Hansen's slightly off-beat, slightly irrational talk had nothing to do with the overwhelming relief and relaxation that come after moments of great stress and tension. Hansen was too tough for that. I knew that and I knew that Swanson knew it, too. We'd been back for almost twenty minutes now, we'd told our story, the pressure was off, a happy ending for all seemed in sight, and normalcy was again almost the order of the day. But when the strain is oft and conditions are back to normal, a man has time to start thinking about things again. I knew only too well what was in Hansen's mind's eye: that charred and huddled shapelessness that had once been my brother. He didn't want me to talk about him, and for that I didn't blame him; he didn't want me even to think about him, although he must have known that that was impossible. The kindest men nearly always are like that, hard and tough and cynical on the outside, men who have been too kind and showed it.

"However it was," Swanson smiled, "you can consider yourselves two of the luckiest men alive. That rocket you saw was the third last we had, it's been a regular fourth of July for the past hour or so. And you think Rawlings, Zabrinski, and the survivors on Zebra are safe for the present?"

"Nothing to worry about for the next couple of days," Hansen nodded. "They'll be okay. Cold, mind you, and a good half of them desperately in need of hospital treatment, but they'll survive."

"Fine. Well, this is how it is. This lead here stopped closing in about half an hour ago. but it doesn't matter now: we can drop down any time and still hold our position. What does matter is that we have located the fault in the ice machine. It's a damned tricky and complicated job, and I expect it will take several hours yet to fix. But I think we'll wait until it is fixed before we try anything. I'm not too keen on this idea of making a dead-reckoning approach to this lead near Zebra, then letting off a shot in the dark. Since there's no desperate hurry, I'd rather wait till we got the ice fathometer operating again, make an accurate survey of this lead then fire a torpedo up through the middle. If the ice is only four or five feet thick there, we shouldn't have much trouble blowing a hole through."

"That would be best," Hansen agreed. He finished off his medicinal alcohol — an excellent bourbon — rose stiffly to his feet, and stretched. "Well, back to the old treadmill again. How many torpedoes in working order?"

"Four, at the last count."

"I may as well go help young Mills load them up now. If that's okay by you, skipper."

"It is not okay by me," Swanson said mildly, "and if you'll take a quick gander at that mirror there, you'll understand why. You're not fit to load a slug into an air rifle, much less a torpedo into its tube. You haven't just been on a Sundayafternoon stroll, you know. A few hours' sleep, John, then we'll see."

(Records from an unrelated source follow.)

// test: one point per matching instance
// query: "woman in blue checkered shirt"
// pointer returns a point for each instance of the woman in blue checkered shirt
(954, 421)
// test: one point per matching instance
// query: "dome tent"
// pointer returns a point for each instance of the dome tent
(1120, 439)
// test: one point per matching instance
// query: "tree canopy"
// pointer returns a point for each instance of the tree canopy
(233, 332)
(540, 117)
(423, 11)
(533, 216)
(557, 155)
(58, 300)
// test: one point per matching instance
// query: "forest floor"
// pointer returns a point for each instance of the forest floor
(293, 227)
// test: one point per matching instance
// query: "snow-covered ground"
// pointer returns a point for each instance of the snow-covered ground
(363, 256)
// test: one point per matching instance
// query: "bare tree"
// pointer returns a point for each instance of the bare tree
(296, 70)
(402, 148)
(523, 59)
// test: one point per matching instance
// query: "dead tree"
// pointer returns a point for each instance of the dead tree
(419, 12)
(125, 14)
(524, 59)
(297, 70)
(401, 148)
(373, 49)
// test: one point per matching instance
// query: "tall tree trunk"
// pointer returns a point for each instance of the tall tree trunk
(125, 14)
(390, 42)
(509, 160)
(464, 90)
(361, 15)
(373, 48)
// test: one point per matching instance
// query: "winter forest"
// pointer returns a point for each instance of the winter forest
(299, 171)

Hansen didn't argue. I couldn't imagine anyone arguing with Commander Swanson. He made for the door. "Coming, Doc?"

"In a moment. Sleep well."

"Yeah. Thanks." He touched me lightly on the shoulder and smiled through bloodshot and exhausted eyes. "Thanks for everything. Good night, all."

When he was gone Swanson said, "It was pretty wicked out there tonight?"

"I wouldn't recommend it for an old ladies' home Sundayafternoon outing."

"Lieutenant Hansen seems to imagine he's under some kind of debt to you," he went on inconsequentially.

"Imagination, as you say. They don't come any better than Hansen. You're damned lucky to have him as an exec."

"I know that." He hesitated, then said quietly: "I promise you I won't mention this again, but, well, I'm damned sorry, Doctor."

I looked at him and nodded slowly. I knew he meant it, I knew he had to say it, but there's not much you can say in turn to anything like that. I said: "Six others died with him, Commander."

He hesitated again. "Do we — do we take the dead back to Britain with us?"

"Could I have another drop of that excellent bourbon, Commander? Been a very heavy run on your medicinal alcohol in the past few hours, I'm afraid." I waited till he had filled my glass, then went on: "We don't take them back with us. They're not dead men, they're just unrecognizable and unidentifiable lumps of charred matter. Let them stay here."